Bash fallback (used when MCP tool not visible):
python C:\Users\Farhan\Desktop\vision-tool\vision_proxy.py "C:\path\to\image.png"The bash fallback works identically. Do NOT think about alternatives. Do NOT check if the file exists first. Do NOT use Read tool. Just run the command. Zero seconds of deliberation.
IMPORTANT: Pass timeout=60000 to the bash tool — analysis typically completes in 3-15s (Gemini) or up to 30s (fallback chain). Set timeout to at least 60000ms for safety.

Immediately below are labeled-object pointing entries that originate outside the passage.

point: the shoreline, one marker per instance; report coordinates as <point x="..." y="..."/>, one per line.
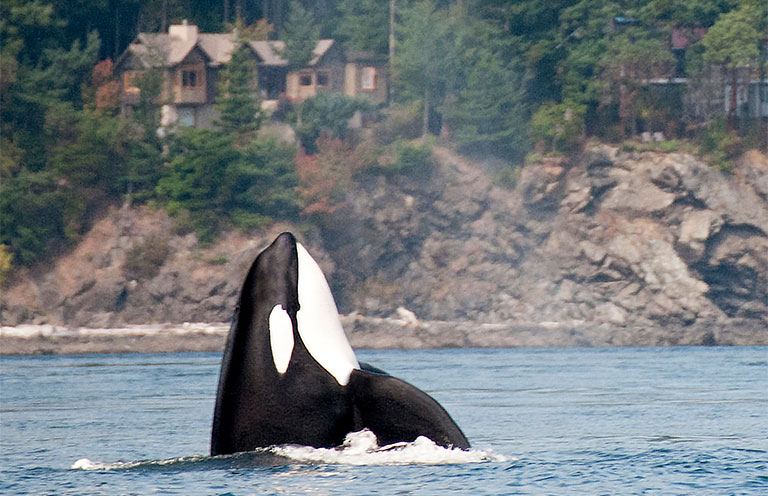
<point x="374" y="333"/>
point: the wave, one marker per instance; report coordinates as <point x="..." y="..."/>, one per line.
<point x="359" y="448"/>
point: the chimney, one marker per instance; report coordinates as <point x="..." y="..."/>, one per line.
<point x="183" y="31"/>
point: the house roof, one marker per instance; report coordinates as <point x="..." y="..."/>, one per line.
<point x="169" y="49"/>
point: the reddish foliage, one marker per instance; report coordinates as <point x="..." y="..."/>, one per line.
<point x="103" y="72"/>
<point x="107" y="95"/>
<point x="325" y="177"/>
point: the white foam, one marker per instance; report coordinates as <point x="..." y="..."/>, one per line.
<point x="361" y="448"/>
<point x="86" y="464"/>
<point x="318" y="321"/>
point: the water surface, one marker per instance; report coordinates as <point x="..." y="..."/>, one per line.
<point x="541" y="421"/>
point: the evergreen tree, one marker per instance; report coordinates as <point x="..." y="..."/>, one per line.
<point x="487" y="112"/>
<point x="195" y="186"/>
<point x="300" y="35"/>
<point x="425" y="64"/>
<point x="238" y="103"/>
<point x="488" y="116"/>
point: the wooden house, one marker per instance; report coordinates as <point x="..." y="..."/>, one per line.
<point x="191" y="61"/>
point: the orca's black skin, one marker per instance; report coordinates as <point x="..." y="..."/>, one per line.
<point x="258" y="407"/>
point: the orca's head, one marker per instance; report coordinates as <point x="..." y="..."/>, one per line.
<point x="287" y="291"/>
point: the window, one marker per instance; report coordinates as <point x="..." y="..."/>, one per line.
<point x="186" y="116"/>
<point x="131" y="80"/>
<point x="188" y="79"/>
<point x="369" y="78"/>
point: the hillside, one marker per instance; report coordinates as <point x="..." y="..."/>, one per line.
<point x="630" y="243"/>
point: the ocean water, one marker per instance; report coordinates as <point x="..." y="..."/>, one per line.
<point x="651" y="421"/>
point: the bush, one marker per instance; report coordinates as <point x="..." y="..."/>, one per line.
<point x="558" y="127"/>
<point x="6" y="264"/>
<point x="413" y="160"/>
<point x="143" y="261"/>
<point x="324" y="178"/>
<point x="401" y="122"/>
<point x="721" y="146"/>
<point x="327" y="113"/>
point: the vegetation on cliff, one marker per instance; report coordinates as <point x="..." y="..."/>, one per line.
<point x="497" y="78"/>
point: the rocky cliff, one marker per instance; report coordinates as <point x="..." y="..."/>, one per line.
<point x="640" y="239"/>
<point x="610" y="238"/>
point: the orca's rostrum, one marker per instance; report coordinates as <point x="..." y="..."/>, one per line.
<point x="289" y="375"/>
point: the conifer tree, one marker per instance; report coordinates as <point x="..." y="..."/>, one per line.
<point x="238" y="103"/>
<point x="300" y="35"/>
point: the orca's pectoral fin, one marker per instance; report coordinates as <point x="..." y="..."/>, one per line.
<point x="396" y="411"/>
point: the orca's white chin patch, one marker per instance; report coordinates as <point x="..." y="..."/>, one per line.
<point x="280" y="337"/>
<point x="318" y="321"/>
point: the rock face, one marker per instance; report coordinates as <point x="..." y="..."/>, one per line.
<point x="616" y="238"/>
<point x="114" y="276"/>
<point x="624" y="240"/>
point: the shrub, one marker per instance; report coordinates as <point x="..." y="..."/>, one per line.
<point x="327" y="113"/>
<point x="558" y="127"/>
<point x="325" y="177"/>
<point x="401" y="122"/>
<point x="720" y="145"/>
<point x="413" y="160"/>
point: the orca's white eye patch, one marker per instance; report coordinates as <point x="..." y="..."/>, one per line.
<point x="318" y="321"/>
<point x="280" y="337"/>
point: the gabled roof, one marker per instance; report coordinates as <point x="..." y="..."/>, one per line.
<point x="164" y="49"/>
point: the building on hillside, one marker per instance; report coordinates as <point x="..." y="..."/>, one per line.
<point x="191" y="62"/>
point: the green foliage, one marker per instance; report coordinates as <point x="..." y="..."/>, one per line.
<point x="95" y="160"/>
<point x="364" y="25"/>
<point x="212" y="184"/>
<point x="238" y="103"/>
<point x="6" y="264"/>
<point x="558" y="127"/>
<point x="264" y="182"/>
<point x="413" y="160"/>
<point x="402" y="121"/>
<point x="720" y="145"/>
<point x="326" y="113"/>
<point x="425" y="63"/>
<point x="488" y="117"/>
<point x="37" y="215"/>
<point x="143" y="260"/>
<point x="300" y="35"/>
<point x="733" y="41"/>
<point x="196" y="179"/>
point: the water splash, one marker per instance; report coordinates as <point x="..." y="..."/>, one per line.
<point x="359" y="448"/>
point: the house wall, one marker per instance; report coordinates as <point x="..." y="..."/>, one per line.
<point x="366" y="80"/>
<point x="189" y="80"/>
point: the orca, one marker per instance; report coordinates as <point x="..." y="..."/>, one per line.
<point x="289" y="375"/>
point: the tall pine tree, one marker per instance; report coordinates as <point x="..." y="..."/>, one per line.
<point x="238" y="103"/>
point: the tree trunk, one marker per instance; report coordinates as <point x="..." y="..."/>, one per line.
<point x="732" y="105"/>
<point x="425" y="125"/>
<point x="391" y="90"/>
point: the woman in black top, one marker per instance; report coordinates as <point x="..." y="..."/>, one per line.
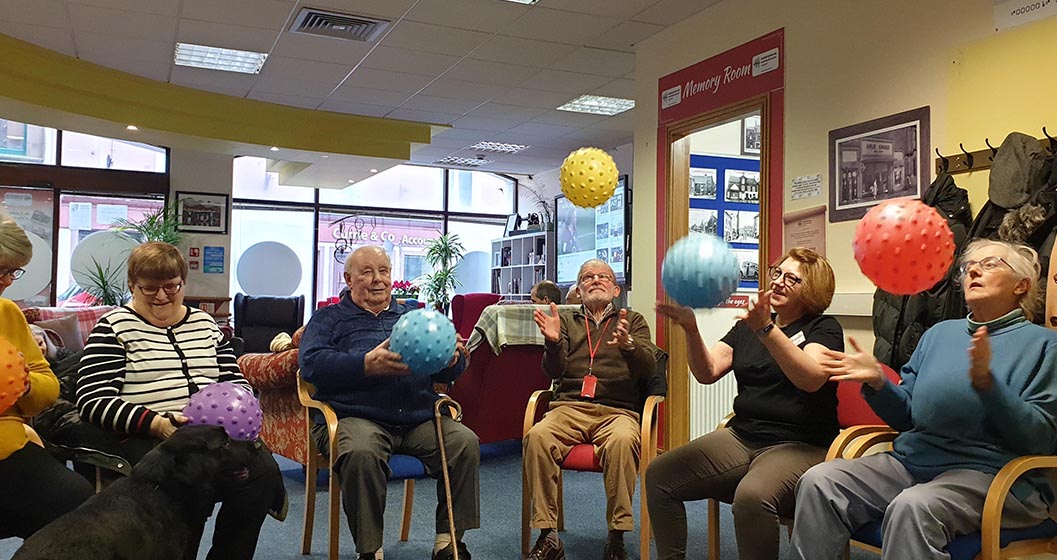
<point x="784" y="413"/>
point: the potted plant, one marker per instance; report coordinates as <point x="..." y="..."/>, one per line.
<point x="443" y="254"/>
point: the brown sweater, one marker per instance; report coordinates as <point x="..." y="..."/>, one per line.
<point x="618" y="371"/>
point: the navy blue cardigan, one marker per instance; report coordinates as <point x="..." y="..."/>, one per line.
<point x="333" y="348"/>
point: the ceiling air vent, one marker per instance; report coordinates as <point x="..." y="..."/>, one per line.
<point x="347" y="26"/>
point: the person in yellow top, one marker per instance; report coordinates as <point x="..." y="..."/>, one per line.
<point x="35" y="488"/>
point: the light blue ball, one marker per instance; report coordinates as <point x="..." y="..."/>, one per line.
<point x="425" y="339"/>
<point x="700" y="272"/>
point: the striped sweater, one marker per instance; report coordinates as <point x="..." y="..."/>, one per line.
<point x="133" y="371"/>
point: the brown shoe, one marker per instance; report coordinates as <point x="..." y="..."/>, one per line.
<point x="549" y="547"/>
<point x="614" y="551"/>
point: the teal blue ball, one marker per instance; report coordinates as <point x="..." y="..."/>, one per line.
<point x="700" y="272"/>
<point x="425" y="339"/>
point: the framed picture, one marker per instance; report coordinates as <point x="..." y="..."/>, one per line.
<point x="876" y="161"/>
<point x="750" y="140"/>
<point x="203" y="212"/>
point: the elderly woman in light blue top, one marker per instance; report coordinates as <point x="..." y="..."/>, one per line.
<point x="962" y="415"/>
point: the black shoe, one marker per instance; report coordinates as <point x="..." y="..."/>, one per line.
<point x="448" y="553"/>
<point x="614" y="551"/>
<point x="548" y="548"/>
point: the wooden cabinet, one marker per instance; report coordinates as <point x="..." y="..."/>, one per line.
<point x="520" y="261"/>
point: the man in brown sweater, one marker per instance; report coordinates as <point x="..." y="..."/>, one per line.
<point x="596" y="355"/>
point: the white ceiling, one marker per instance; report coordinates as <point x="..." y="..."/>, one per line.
<point x="490" y="69"/>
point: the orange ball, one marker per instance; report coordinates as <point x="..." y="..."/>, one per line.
<point x="904" y="246"/>
<point x="13" y="377"/>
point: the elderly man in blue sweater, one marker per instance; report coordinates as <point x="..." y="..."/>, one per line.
<point x="384" y="409"/>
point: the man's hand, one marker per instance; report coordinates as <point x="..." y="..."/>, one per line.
<point x="622" y="337"/>
<point x="384" y="361"/>
<point x="550" y="325"/>
<point x="980" y="360"/>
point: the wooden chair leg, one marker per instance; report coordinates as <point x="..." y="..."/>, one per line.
<point x="405" y="524"/>
<point x="714" y="529"/>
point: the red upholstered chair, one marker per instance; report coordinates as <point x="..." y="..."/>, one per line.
<point x="582" y="456"/>
<point x="466" y="309"/>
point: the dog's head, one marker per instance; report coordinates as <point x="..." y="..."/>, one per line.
<point x="196" y="463"/>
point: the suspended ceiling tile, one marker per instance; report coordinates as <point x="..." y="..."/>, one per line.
<point x="226" y="36"/>
<point x="626" y="36"/>
<point x="138" y="24"/>
<point x="521" y="51"/>
<point x="560" y="26"/>
<point x="58" y="39"/>
<point x="434" y="38"/>
<point x="395" y="59"/>
<point x="264" y="14"/>
<point x="487" y="16"/>
<point x="381" y="79"/>
<point x="598" y="61"/>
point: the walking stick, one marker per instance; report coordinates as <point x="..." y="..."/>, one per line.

What the script prints (read this to understand which backends work):
KEYS: Gemini ✓ Azure AI Foundry ✓ Groq ✓ HuggingFace ✓ Mistral ✓
KEYS: 6 backends available
☆ CF Gemma 4 26B: OK <-- first success winsAll backends run in parallel — first response wins, rest are cancelled.KEYS: lines tell you instantly which APIs are configured.
Installation
If the vision-tool MCP server is not running, install it:
git clone https://github.com/farhanic017/vision-tool.git
cd vision-tool
pip install pillow
python setup.py # Enter API keysThen add to your MCP config:
{
"mcp": {
"vision-tool": {
"type": "local",
"command": ["python", "/full/path/to/vision_mcp_server.py"],
"enabled": true
}
}
}Backend chain (23 models)
| # | Model | Provider | Cost |
|---|---|---|---|
| 1 | Gemini 2.5 Flash | Google Gemini | Free tier |
| 2 | Gemini 3 Flash Preview | Google Gemini | Free tier |
| 3 | Gemini 2.0 Flash | Google Gemini | Free tier |
| 4 | Gemini 2.0 Flash Lite | Google Gemini | Free tier |
| 5 | Gemini 2.5 Pro | Google Gemini | Free tier |
| 6 | Gemini 3 Pro Preview | Google Gemini | Free tier |
| 7 | Azure DeepSeek-V4-Pro | Azure AI Foundry | Free (Azure credits) |
| 8 | Azure gpt-4.1 | Azure AI Foundry | Free (Azure credits) |
| 9 | Azure gpt-4.1-mini | Azure AI Foundry | Free (Azure credits) |
| 10 | Azure gpt-4.1-nano | Azure AI Foundry | Free (Azure credits) |
| 11 | Azure gpt-4o | Azure AI Foundry | Free (Azure credits) |
| 12 | Azure gpt-4o-mini | Azure AI Foundry | Free (Azure credits) |
| 13 | Azure gpt-5.1 | Azure AI Foundry | Free (Azure credits) |
| 14 | Azure gpt-5.4 | Azure AI Foundry | Free (Azure credits) |
| 15 | Azure gpt-5.4-mini | Azure AI Foundry | Free (Azure credits) |
| 16 | Azure gpt-5.4-nano | Azure AI Foundry | Free (Azure credits) |
| 17 | Azure Kimi-K2.6 | Azure AI Foundry | Free (Azure credits) |
| 18 | Azure Phi-4 multimodal | Azure AI Foundry | Free (Azure credits) |
| 19 | Groq Llama 4 Scout 17B | Groq | Free |
| 20 | HF Qwen3-VL-8B | HuggingFace Inference Providers | Free tier |
| 21 | Mistral pixtral-large | Mistral AI | Free tier |
| 22 | Fireworks Llama 3.2 90B Vision | Fireworks AI | Free tier |
| 23 | ZAI Glm-4.5-Flash | Zhipu AI (Z.AI) | Free tier |
Troubleshooting
- "No API keys configured" → run
python setup.py --add-key - "MCP tool not found" → check MCP config has vision-tool enabled
- "File not found" → the file might not be in Desktop, Downloads, Pictures, or Documents. Pass the full absolute path.